Abstract

•Describe the various modalities and settings of telehealth use in palliative care—inpatient, community-based, and Project ECHO.•Identify the legal and billing/insurance issues relevant for telehealth in palliative care.•Summarize advantages, challenges, and barriers to the implementation of telehealth in palliative care.•Develop a workplan for instituting or expanding telehealth in palliative care. As with many specialties, it is difficult to sustain palliative care programs in rural areas. This is particularly true in areas such as the Southeast where non-urban hospitals tend to be small and for-profit, two characteristics associated with lacking palliative care services. Early efforts to address rural inequities focused on moving specialists into areas of need, but some of these succumbed to a lack of consistent volume and revenue for the time expended by specialists.

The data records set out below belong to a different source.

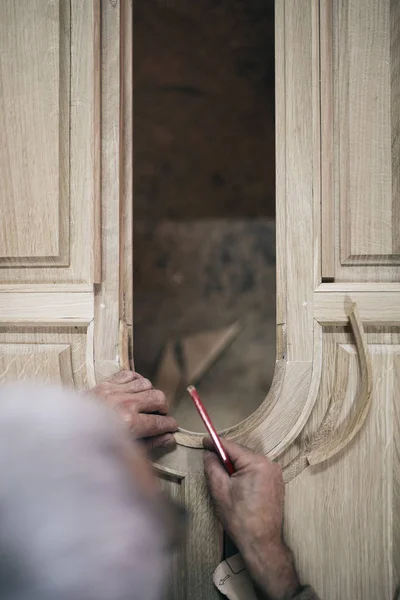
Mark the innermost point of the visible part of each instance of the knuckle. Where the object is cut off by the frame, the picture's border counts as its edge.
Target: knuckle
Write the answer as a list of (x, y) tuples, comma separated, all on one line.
[(161, 398)]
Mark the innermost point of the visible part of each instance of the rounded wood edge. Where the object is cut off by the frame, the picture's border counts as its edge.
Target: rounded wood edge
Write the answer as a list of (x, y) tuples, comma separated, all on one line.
[(362, 401), (241, 430), (90, 370)]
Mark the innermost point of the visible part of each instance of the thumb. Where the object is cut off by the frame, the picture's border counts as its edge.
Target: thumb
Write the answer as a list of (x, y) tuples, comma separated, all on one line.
[(239, 455)]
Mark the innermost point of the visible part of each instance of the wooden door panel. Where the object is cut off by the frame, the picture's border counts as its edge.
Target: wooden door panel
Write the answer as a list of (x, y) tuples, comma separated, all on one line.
[(341, 515), (52, 354), (65, 189), (47, 151), (360, 113), (34, 106), (337, 111)]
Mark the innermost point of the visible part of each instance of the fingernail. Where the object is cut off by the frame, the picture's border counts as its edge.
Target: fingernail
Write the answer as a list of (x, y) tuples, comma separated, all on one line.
[(170, 442)]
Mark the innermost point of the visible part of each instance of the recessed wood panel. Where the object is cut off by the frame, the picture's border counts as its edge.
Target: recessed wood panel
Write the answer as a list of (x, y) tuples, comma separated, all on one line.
[(49, 53), (34, 121), (60, 349), (360, 110), (50, 363)]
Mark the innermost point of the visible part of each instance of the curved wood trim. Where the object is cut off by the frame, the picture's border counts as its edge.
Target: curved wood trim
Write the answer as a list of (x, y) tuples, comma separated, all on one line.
[(90, 370), (344, 434), (242, 429)]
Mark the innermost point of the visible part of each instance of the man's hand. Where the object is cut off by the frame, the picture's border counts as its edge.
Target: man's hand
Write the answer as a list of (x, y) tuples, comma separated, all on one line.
[(249, 505), (143, 408)]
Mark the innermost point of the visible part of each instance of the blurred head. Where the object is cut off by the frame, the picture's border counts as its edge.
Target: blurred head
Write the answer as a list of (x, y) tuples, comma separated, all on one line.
[(78, 503)]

More recently, efforts to address rural inequities have shifted to using technology to bridge the distances. Through detailed descriptions of initiatives at three major palliative care centers, participants will understand the strengths and opportunities for leveraging telehealth to expand and sustain palliative care. Workshop leaders will describe how and why they have implemented these four models: tele-medicine by palliative providers to a rural clinic; tele-consultation for inpatient palliative care; tele-monitoring to increase efficiency and communication for home-based palliative care; and tele-mentoring to push palliative care practices from major centers out to community providers. Workshop leaders will provide detailed implementation checklists for each model; descriptions of advantages and disadvantages of each; technological, regulatory, and legal considerations including variation across states; and concise summaries of the evidence base for each. Slides and additional tables summarizing the essential strengths and pitfalls for implementing each model will be provided, as well as references to articles and other resources. Throughout the workshop, participants will be encouraged to discuss their own efforts to reach rural patients. Worksheets will be used to give participants an opportunity to begin fleshing out their own version of each model, and to apply the strengths and weaknesses of each of these models in their own communities.